Quarant'anni fa prendeva forma una delle pagine più rivoluzionarie della storia della giustizia italiana: il primo grande dibattimento che portò alla sbarra i vertici di Cosa Nostra, dimostrando al mondo la forza dello Stato di fronte alla criminalità organizzata.
Qual è l'eredità morale e civile di quella straordinaria stagione di lotta alla mafia per le nuove generazioni?
Se ne parlerà giovedì 30 luglio alle 21, nella cornice del Giardino del Torrione di Santa Brigida, nella serata conclusiva di Battiti, la rassegna sulla legalità e la cittadinanza responsabile promossa dal Comune di Empoli. Un evento speciale (in via eccezionale di giovedì) che segna il coronamento di un'edizione estiva straordinaria per partecipazione e risposta della comunità.
Ospite d'eccezione dell'evento, in dialogo con il direttore della rassegna Giacomo Di Girolamo, sarà Pietro Grasso, già Procuratore Nazionale Antimafia e Presidente del Senato della Repubblica.
L'incontro prenderà le mosse dal suo ultimo libro, 'U Maxi' (Feltrinelli, 2026), per ripercorrere dall'interno la memoria storica del Maxiprocesso di Palermo, vissuto da Grasso nel ruolo di giudice a latere. Attraverso il racconto diretto dei protagonisti, delle intuizioni di Giovanni Falcone e Paolo Borsellino e del prezzo umano e civile pagato da un'intera comunità, la serata offrirà una riflessione profonda sul valore del riscatto democratico e della memoria attiva.
Non si tratterà soltanto di una celebrazione del passato, ma di un confronto vivo su trent'anni di battaglie contro la criminalità organizzata e sul significato attuale del presidio di legalità nel lavoro quotidiano di cittadine, cittadini e istituzioni.
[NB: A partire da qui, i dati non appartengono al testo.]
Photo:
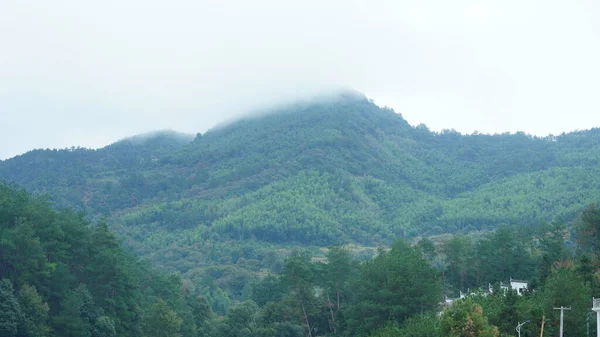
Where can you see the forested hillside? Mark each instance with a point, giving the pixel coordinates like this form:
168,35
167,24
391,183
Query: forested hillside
225,206
330,171
244,213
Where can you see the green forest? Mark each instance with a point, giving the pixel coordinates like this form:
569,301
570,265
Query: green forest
320,218
62,275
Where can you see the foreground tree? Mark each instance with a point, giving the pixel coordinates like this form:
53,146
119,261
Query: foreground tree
392,287
466,319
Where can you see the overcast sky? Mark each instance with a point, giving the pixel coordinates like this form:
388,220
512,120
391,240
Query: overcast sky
91,72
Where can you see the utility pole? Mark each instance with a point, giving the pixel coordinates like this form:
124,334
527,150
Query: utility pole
519,325
596,308
562,311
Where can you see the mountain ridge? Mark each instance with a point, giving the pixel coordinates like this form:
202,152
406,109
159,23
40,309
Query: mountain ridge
345,169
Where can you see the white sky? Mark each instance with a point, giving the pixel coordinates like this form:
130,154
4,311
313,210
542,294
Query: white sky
91,72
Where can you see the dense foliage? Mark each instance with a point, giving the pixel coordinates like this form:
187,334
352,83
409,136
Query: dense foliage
228,210
62,276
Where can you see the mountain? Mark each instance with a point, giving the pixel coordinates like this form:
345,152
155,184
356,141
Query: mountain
312,173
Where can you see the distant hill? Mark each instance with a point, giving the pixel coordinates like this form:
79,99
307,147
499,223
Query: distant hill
316,173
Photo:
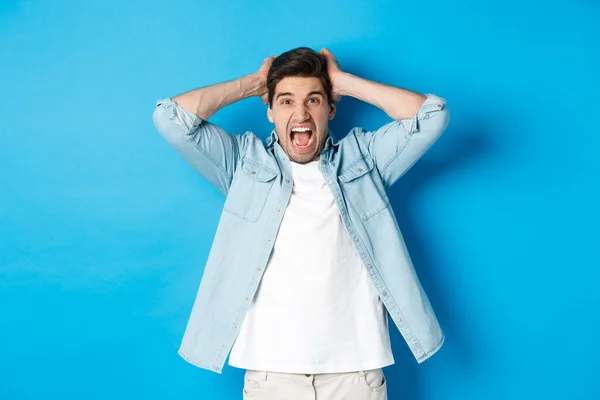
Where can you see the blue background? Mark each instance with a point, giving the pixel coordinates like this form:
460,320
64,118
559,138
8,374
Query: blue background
104,230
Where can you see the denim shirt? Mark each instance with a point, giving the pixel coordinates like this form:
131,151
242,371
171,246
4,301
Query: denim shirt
256,178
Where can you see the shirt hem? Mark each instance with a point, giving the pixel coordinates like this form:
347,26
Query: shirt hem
314,369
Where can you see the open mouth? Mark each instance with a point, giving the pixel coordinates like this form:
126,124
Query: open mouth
302,138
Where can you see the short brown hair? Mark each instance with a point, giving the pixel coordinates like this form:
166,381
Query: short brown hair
302,61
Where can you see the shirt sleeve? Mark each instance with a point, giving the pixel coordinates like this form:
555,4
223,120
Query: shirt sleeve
395,147
210,150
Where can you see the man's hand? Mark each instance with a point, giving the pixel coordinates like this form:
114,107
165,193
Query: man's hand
262,72
398,103
334,71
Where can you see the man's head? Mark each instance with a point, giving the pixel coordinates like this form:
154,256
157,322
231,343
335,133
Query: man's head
300,102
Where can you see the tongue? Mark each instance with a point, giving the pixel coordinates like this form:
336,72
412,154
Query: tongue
302,138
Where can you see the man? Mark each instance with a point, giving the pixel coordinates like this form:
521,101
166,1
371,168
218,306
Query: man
308,261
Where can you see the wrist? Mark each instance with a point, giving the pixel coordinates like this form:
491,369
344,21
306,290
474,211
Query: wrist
343,83
253,85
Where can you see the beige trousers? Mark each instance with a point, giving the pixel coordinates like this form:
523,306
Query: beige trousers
361,385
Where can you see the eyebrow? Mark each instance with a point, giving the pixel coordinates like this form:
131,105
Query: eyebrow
320,93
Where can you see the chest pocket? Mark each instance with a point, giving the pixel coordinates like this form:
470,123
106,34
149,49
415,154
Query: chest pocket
363,188
250,190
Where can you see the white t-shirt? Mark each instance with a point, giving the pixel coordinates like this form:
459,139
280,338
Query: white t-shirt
316,309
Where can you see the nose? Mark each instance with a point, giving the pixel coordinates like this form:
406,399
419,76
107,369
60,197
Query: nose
301,112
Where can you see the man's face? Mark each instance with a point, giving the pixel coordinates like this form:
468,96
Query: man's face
301,113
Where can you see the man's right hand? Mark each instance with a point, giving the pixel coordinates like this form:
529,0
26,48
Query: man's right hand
262,72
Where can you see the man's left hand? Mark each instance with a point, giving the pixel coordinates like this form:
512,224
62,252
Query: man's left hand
334,71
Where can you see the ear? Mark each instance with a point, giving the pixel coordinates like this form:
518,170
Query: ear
332,110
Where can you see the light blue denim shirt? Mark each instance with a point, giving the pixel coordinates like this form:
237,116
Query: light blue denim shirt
256,179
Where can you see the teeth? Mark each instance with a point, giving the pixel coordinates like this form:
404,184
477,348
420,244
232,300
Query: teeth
300,129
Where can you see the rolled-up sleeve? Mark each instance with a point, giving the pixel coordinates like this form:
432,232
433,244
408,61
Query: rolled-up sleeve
210,150
395,147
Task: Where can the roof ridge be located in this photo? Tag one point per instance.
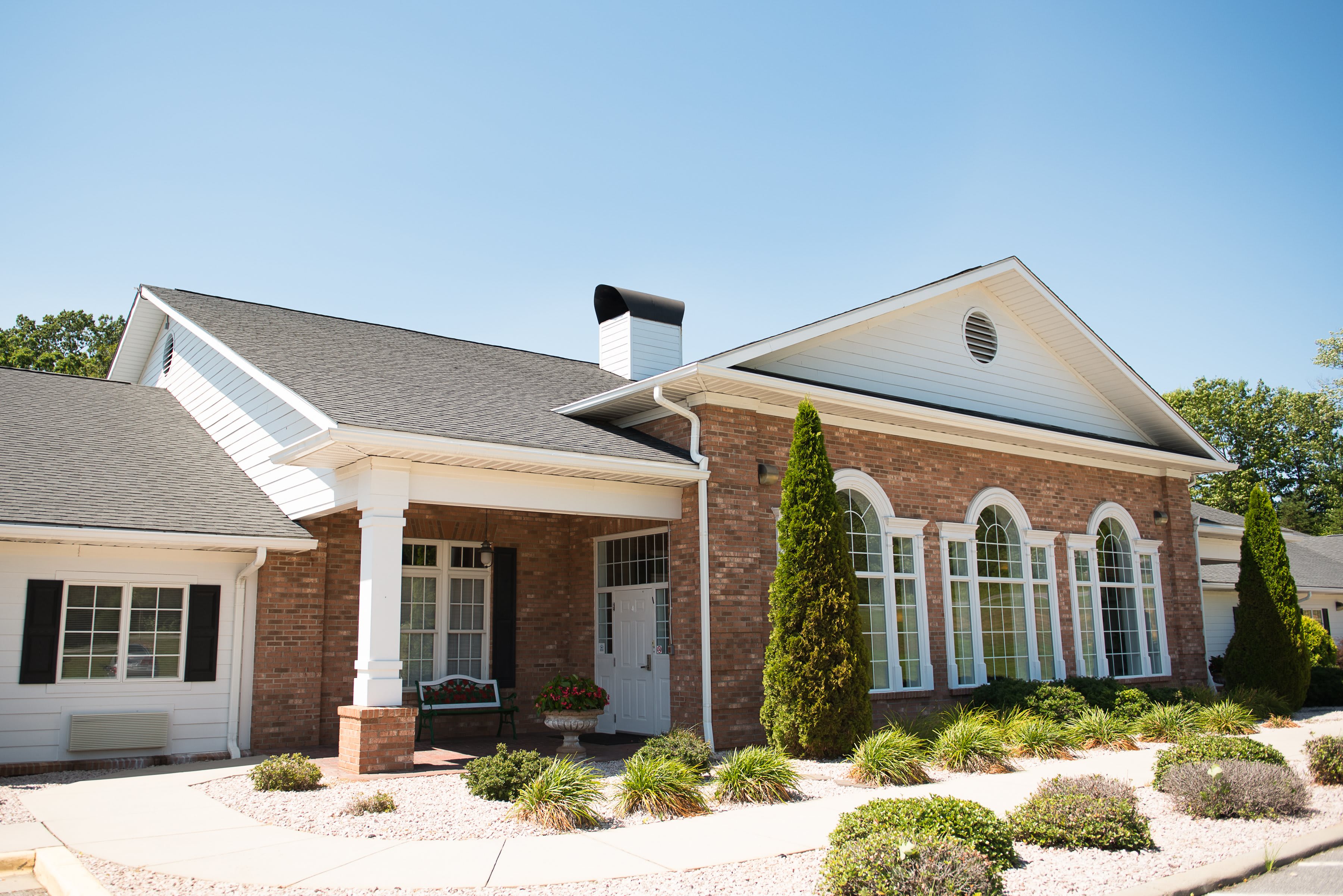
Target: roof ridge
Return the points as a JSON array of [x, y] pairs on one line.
[[373, 324]]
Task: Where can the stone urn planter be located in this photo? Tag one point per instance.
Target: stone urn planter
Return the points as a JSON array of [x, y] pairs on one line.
[[571, 723]]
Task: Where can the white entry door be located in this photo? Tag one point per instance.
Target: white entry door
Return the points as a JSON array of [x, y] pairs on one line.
[[628, 663]]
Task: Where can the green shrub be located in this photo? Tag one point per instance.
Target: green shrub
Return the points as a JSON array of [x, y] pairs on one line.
[[1131, 703], [1058, 702], [1225, 717], [1099, 693], [1260, 702], [1099, 729], [1166, 722], [1326, 687], [1318, 643], [971, 742], [817, 664], [501, 776], [660, 786], [1213, 749], [366, 804], [1326, 757], [287, 772], [561, 797], [683, 745], [949, 817], [899, 864], [1039, 737], [1080, 821], [890, 757], [755, 774], [1235, 789]]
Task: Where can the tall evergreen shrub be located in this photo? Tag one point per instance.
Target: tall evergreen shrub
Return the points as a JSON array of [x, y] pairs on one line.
[[817, 667], [1267, 650]]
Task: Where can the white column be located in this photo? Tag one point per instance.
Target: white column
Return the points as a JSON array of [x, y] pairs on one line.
[[383, 498]]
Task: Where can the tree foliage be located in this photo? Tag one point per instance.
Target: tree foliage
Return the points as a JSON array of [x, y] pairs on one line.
[[1289, 440], [817, 669], [1267, 650], [72, 343]]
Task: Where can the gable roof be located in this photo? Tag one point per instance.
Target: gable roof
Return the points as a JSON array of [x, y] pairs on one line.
[[111, 455], [382, 377]]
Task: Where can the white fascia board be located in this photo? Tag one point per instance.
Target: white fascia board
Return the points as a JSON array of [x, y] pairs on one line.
[[150, 538], [374, 440], [273, 386]]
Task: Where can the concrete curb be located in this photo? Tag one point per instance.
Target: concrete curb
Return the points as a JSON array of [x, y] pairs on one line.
[[1237, 868]]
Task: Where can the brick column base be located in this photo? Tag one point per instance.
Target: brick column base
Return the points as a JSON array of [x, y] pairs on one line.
[[376, 739]]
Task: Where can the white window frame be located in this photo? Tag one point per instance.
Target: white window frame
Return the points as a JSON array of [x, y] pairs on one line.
[[890, 528], [1141, 548], [966, 532], [124, 632]]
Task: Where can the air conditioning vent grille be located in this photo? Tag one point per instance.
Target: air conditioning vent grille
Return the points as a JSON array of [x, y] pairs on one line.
[[981, 337], [119, 732]]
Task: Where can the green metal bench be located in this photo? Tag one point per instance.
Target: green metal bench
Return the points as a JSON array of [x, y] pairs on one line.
[[463, 695]]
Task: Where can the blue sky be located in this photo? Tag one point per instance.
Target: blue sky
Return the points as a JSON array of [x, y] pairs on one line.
[[1173, 171]]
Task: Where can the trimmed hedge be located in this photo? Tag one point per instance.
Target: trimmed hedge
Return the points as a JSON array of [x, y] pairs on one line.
[[946, 817]]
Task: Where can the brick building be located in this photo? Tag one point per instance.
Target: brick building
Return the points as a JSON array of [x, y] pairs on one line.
[[1017, 501]]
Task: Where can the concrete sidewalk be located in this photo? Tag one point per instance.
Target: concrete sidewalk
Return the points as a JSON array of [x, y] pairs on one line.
[[162, 824]]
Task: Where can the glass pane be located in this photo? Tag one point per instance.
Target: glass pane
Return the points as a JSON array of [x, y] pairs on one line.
[[1045, 634], [907, 632], [1002, 624], [863, 532], [962, 632], [998, 545]]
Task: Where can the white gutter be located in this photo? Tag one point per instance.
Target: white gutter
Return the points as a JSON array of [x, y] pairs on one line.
[[235, 664], [705, 659]]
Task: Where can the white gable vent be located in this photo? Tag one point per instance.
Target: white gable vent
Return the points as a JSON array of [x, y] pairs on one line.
[[981, 337], [119, 732]]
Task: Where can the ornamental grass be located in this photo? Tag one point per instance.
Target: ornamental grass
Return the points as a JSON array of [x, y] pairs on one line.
[[562, 797], [660, 786], [755, 774], [890, 757]]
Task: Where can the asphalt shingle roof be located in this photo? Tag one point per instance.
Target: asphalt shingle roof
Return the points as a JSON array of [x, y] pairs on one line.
[[98, 454], [369, 375]]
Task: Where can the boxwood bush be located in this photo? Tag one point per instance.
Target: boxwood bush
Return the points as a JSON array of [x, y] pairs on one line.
[[895, 863], [1213, 749], [946, 817]]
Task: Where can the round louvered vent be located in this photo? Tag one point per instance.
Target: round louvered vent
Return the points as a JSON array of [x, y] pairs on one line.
[[981, 337]]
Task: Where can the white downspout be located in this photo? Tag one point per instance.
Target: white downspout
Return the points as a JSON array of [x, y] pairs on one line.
[[235, 664], [705, 660]]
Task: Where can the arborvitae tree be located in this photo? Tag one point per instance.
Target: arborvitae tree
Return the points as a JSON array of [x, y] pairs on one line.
[[1267, 650], [817, 669]]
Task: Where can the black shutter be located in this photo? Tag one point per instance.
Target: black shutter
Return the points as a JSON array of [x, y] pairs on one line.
[[202, 634], [41, 632], [504, 643]]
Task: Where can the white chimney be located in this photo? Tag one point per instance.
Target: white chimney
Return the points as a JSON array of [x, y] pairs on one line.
[[640, 334]]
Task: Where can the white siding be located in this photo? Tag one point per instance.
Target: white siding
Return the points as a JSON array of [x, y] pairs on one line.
[[34, 718], [919, 353], [248, 420]]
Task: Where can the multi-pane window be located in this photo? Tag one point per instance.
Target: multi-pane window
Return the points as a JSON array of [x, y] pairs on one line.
[[1002, 596], [154, 642], [640, 560], [1118, 600], [962, 620], [1086, 612], [863, 538], [1044, 613]]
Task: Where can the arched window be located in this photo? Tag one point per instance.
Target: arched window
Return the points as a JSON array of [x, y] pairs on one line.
[[1002, 596]]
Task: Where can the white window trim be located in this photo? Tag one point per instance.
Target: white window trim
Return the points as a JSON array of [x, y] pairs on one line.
[[124, 632]]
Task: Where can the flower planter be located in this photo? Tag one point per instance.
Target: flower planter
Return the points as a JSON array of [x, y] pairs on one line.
[[571, 725]]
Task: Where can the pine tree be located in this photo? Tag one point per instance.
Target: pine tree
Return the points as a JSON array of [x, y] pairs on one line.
[[817, 670], [1268, 650]]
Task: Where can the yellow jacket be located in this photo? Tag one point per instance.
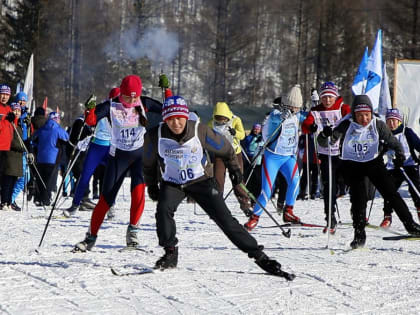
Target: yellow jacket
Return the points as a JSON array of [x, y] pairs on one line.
[[222, 109]]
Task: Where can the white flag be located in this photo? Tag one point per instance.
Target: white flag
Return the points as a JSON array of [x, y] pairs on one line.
[[374, 67], [28, 87]]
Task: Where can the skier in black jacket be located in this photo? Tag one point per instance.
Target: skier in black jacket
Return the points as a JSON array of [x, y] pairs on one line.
[[410, 143], [362, 139], [178, 148]]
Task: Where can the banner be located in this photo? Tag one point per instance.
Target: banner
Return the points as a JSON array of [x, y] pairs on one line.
[[407, 92]]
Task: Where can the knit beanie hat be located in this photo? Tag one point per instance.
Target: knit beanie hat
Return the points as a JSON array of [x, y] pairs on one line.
[[329, 89], [15, 106], [256, 126], [39, 111], [114, 93], [174, 106], [5, 89], [361, 103], [131, 86], [54, 116], [294, 98], [21, 96], [393, 113]]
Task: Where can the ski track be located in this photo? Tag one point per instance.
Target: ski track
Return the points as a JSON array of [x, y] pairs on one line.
[[213, 276]]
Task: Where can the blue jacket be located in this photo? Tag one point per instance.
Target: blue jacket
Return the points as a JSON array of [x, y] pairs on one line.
[[46, 141]]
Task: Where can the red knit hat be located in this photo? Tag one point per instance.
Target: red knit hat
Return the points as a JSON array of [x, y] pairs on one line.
[[114, 93], [131, 86]]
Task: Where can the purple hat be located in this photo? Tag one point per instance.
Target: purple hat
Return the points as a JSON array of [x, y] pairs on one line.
[[15, 106], [5, 89], [174, 106], [329, 89], [54, 116], [393, 113]]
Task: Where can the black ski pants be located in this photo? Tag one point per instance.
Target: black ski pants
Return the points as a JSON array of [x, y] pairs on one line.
[[354, 173], [324, 168], [206, 194], [398, 177]]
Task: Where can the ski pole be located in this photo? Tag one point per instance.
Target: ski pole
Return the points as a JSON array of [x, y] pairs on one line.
[[307, 163], [56, 199], [284, 232], [27, 153], [371, 204], [329, 191], [271, 138], [410, 182]]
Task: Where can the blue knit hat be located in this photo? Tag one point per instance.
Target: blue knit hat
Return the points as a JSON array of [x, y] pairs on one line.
[[21, 96], [5, 89]]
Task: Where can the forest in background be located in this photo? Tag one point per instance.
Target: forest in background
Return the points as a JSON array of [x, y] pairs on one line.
[[245, 52]]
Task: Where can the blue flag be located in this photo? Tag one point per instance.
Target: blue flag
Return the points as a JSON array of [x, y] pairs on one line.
[[359, 82], [374, 67]]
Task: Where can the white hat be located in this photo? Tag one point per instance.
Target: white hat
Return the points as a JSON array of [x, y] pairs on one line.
[[294, 98]]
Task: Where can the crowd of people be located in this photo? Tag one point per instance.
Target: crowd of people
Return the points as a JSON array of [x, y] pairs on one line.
[[325, 152]]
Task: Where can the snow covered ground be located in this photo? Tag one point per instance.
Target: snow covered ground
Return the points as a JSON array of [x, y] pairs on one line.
[[213, 277]]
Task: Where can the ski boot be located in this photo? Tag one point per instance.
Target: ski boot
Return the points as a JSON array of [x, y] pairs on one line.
[[111, 213], [333, 226], [289, 216], [280, 208], [131, 236], [14, 206], [87, 204], [272, 266], [169, 259], [86, 244], [70, 211], [252, 222], [386, 222], [359, 238]]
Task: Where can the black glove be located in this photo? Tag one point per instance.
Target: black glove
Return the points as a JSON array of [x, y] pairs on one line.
[[327, 131], [236, 176], [163, 81], [10, 117], [398, 161], [27, 120], [30, 158], [153, 191], [313, 127]]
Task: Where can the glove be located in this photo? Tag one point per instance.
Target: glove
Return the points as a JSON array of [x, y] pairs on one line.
[[327, 131], [91, 102], [398, 161], [10, 117], [163, 81], [153, 191], [30, 158], [235, 176], [27, 120], [313, 127]]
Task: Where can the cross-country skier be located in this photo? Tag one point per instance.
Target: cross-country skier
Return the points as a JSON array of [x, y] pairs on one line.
[[362, 139], [230, 126], [410, 143], [329, 112], [97, 154], [128, 125], [280, 156], [178, 150]]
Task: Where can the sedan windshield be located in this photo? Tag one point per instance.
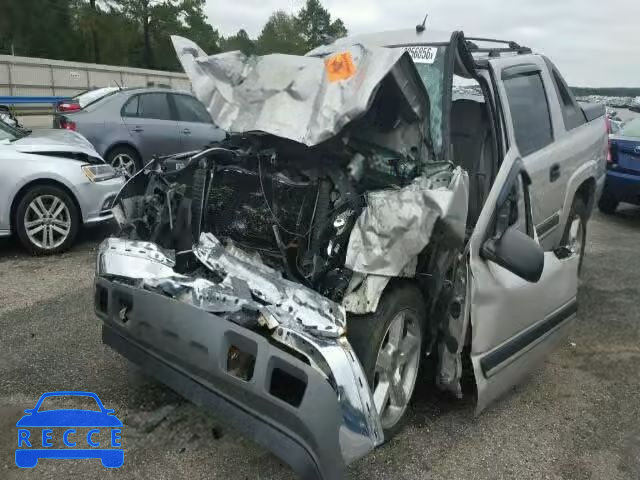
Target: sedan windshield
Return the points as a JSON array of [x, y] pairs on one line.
[[631, 129]]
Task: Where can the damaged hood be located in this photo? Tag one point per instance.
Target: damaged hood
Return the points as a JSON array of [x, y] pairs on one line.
[[50, 140], [305, 99]]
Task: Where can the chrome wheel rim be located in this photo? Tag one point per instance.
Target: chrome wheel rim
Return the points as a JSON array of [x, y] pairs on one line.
[[47, 222], [397, 368], [125, 164], [576, 235]]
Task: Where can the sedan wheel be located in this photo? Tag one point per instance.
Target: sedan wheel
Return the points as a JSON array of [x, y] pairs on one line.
[[47, 222], [125, 164], [396, 368]]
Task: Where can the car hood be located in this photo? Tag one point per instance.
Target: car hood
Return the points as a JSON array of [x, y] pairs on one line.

"Chiudiamo un'edizione indimenticabile di “Battiti” con un ospite dal valore istituzionale ed etico straordinario – spiega l'assessora alla Legalità e alla Sicurezza, Valentina Torrini –. Ripercorrere la storia del Maxiprocesso con Pietro Grasso significa offrire alla nostra città, e in particolare alle giovani generazioni, la testimonianza viva di chi ha servito lo Stato con coraggio nei momenti più bui della Repubblica. È la dimostrazione che la lotta alle mafie non è una vicenda confinata ai tribunali, ma un patto collettivo di cittadinanza che riguarda tutte e tutti noi. Invitiamo l'intera comunità a partecipare per celebrare insieme questa grande serata finale".
L’evento è a ingresso libero e gratuito.